Вот Ольга бьется с печенегами в проломе крепостной стены, выпуская стрелу за стрелой, непостижимая в сочетании жестокости и очарования. Вот она протягивает кубок с вязким таинственным напитком. Мечтательная, лукавая улыбка. Глаза словно гордые звезды. Воздушный гибкий стан и упругая грудь. Да неужто девушка достанется какому-то Дороху? За его плечами — род. Ну, а за моими?
Нет
Кто не сомневается — тот не волхв, но иногда и сомнение губительно! Он отпил из кувшина загодя приготовленный отвар. Поморщился. Но это хоть на час-другой обещало успокоить вконец взбесившийся мозг, где спорили голоса:
— К чему ей мудрость и знания древних? Только лишь затем, чтобы идти по дороге, предопределенной с самого начала? Влачить жалкое существование на поводу у неумолимых богов? Она не подозревает о своей участи! Неужели люди ничего не в силах предпринять против Недоли, которую уготовили и самим себе, и потомкам?! — говорил один.
— Ну и пусть каждый живет по своей вере. Живите так, как того заслуживаете! А что можешь дать ей ты взамен пути, на который толкает ее уязвленное самолюбие? Освободишь Ольгу от притязаний Дороха, а дальше что? Может, высшая мудрость в том и заключается, чтобы принимать все так, как оно есть? И не страдать от напрасных сомнений. В конечном счете, боги мудрее смертных. Не волноваться, а сразу положить голову на плаху, — возражал ему другой.
— Гибельно, если она последует за мной, но еще большим злом будет оставить всё на своих местах, — находил что ответить первый.
— С другой стороны, далась тебе Ольга! Вон их сколько вокруг, — не унимался второй.
— Но я — не такой, как все, и сделаю то, что должен, по своему разумению, наперекор обычаю! Он для того и существует, чтобы его изменяли.

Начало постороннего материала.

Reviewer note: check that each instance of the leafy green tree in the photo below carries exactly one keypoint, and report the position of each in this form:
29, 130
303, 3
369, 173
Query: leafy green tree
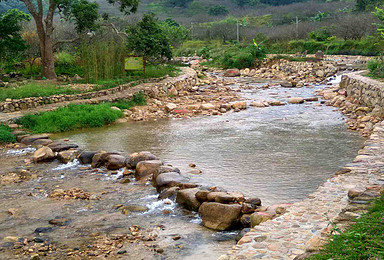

— Ты силен, Ругивлад, но правильным ли будет ли использовать эту силу? Кто дал право решать тебе, что Ольге во благо, а что нет?
— Но я люблю ее!
— Тогда откажись от нее!
— Нет! Довольно я побыл несчастным воздыхателем! Надо знать меру всякому сомнению! — победил в нем черный волхв.
— Мрррр… — это кот выгнулся дугой в окне терема, а за ним во все небо расплывалась желтым блином полная луна.
— Кис-кис!
— Чего «кис-кис» да «кис-кис»? У тебя тут ни мяун-корня нет, ни печенки!
— Опять к Медведихе ластился?
— А где еще накормят бедного зверя?
— Ладно, дружище. Посоветоваться надо. Я ждал тебя.
— Ну, если так — выкладывай, что на душе… — протянул Баюн.
Усевшись на задние лапы, он, как ни в чем ни бывало, принялся ковырять в пасти длинным когтем.
— Только вот никак не пойму: чем же вы эти месяцы с дочерью жупана занимались? — с издевкой добавил кот, выплевывая невкусный хрящик.
— Чем занимались, тем и занимались, — отрезал Ругивлад. — Не твое кошачье дело!
— Ну, страдай, страдай! — продолжил котяра. — Баба, она и есть баба, а вовсе не луч света в темном царстве. Вам, смертным, а особенно волхвам, вредны несбывшиеся надежды! Чудак ты, Ругивлад, — мурлыкнул Баюн.